Eddie Deezen (Eugene) capitalized on his unforgettable voice

In "Grease," Eugene is the school's most notorious nerd, a title which, for some ridiculous reason, came bundled with intense contempt in the 1980s. In the 1978 film, he was played by Eddie Deezen, who at the time had only just begun his career. Nowadays, though, it's nearly impossible to find a millennial who doesn't recognize the actor's voice, and it has almost nothing to do with his time at Rydell High. 

That's because Deezen found himself a niche in the voice acting industry, by perfecting the ability to emit the nerdiest voice the world has ever known. More specifically, he played Mandark on "Dexter's Laboratory." He was also the Know-It-All from "Polar Express" and literally hundreds of other obnoxious characters (via his IMDb page). That said, outside of acting, Deezen has been arrested a number of times in recent years on charges of trespassing, burglary, and assaulting a police officer (via Page Six).

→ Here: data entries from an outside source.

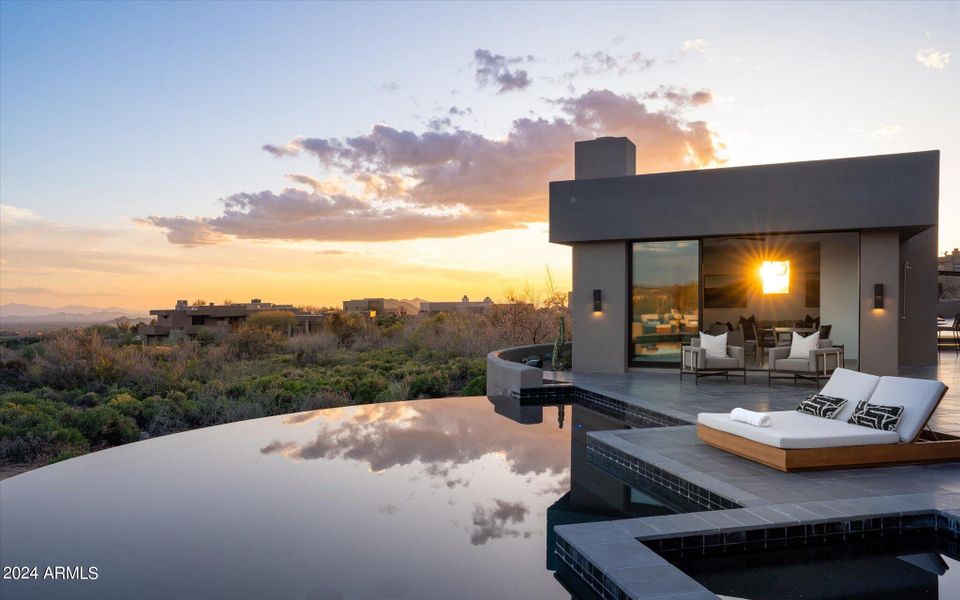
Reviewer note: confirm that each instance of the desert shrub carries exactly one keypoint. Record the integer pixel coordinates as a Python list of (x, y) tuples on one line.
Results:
[(395, 391), (476, 387), (104, 425), (313, 349), (325, 399)]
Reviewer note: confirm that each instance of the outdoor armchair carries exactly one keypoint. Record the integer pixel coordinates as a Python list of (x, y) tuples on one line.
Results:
[(819, 363)]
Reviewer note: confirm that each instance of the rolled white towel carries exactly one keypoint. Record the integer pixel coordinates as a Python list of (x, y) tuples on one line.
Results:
[(750, 417)]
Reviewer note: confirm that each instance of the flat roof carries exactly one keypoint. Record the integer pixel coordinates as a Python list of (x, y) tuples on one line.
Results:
[(888, 191)]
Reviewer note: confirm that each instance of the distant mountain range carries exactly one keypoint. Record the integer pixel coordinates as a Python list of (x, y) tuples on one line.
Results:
[(13, 313)]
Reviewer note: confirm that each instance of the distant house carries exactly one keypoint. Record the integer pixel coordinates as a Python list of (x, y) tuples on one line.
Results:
[(186, 321), (381, 306), (464, 305)]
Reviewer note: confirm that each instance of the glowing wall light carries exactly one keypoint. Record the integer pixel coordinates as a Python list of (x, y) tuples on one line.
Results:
[(775, 275)]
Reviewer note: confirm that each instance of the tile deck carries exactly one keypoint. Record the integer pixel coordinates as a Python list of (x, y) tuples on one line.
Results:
[(617, 558)]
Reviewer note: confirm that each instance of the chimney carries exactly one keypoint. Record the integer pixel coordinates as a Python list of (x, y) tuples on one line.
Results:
[(604, 157)]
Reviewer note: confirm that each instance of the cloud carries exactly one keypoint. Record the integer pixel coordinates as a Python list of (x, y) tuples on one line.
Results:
[(25, 290), (394, 184), (10, 214), (680, 96), (439, 438), (696, 45), (321, 186), (885, 133), (500, 70), (187, 231), (299, 215), (493, 522), (601, 62), (933, 58)]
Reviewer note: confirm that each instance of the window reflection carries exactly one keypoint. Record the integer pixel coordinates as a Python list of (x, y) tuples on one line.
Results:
[(665, 300)]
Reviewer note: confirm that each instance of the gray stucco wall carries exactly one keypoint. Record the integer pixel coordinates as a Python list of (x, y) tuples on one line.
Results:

Frankie Avalon (Teen Angel) and Johnny Contardo (Johnny Casino) are cruising steady in their later years

Frankie Avalon and Johnny Contardo played Teen Angel and Johnny Casino, respectively, two smooth-voiced balladeers who graced "Grease" with their talents in 1978. By the time Rydell High came into his life, Avalon was in his second decade as an actor. For Contardo, though, the film was one of the only IMDb credits he would ever accrue. Some of Avalon's notable acting credits over the years include "Beach Party" and "Casino," in which he portrayed himself. 

Both of these stars, however, are better known for their music. Contardo, for a period of time, was the lead singer of Sha Na Na. Avalon, for his part, was already well-known for "Venus" and other hit songs as a 1950s teen idol (per AllMusic). These days, Avalon still does a few projects here and there, including a 2021 stint on "Dancing with The Stars," but it seems as if he's happily slowed down. After all, the man's been married to the same partner since 1963, and the two have eight children and infinitely more grandchildren (via an interview for VC Star). It's safe to say he's earned the rest. 

As for Contardo, he eventually left Sha Na Na to attempt a solo career. After a hiatus, he returned to singing in 2005 and has been doing small tours at local venues and cruise ships ever since, which he seems to be incredibly happy with (via a 2015 interview with Amped).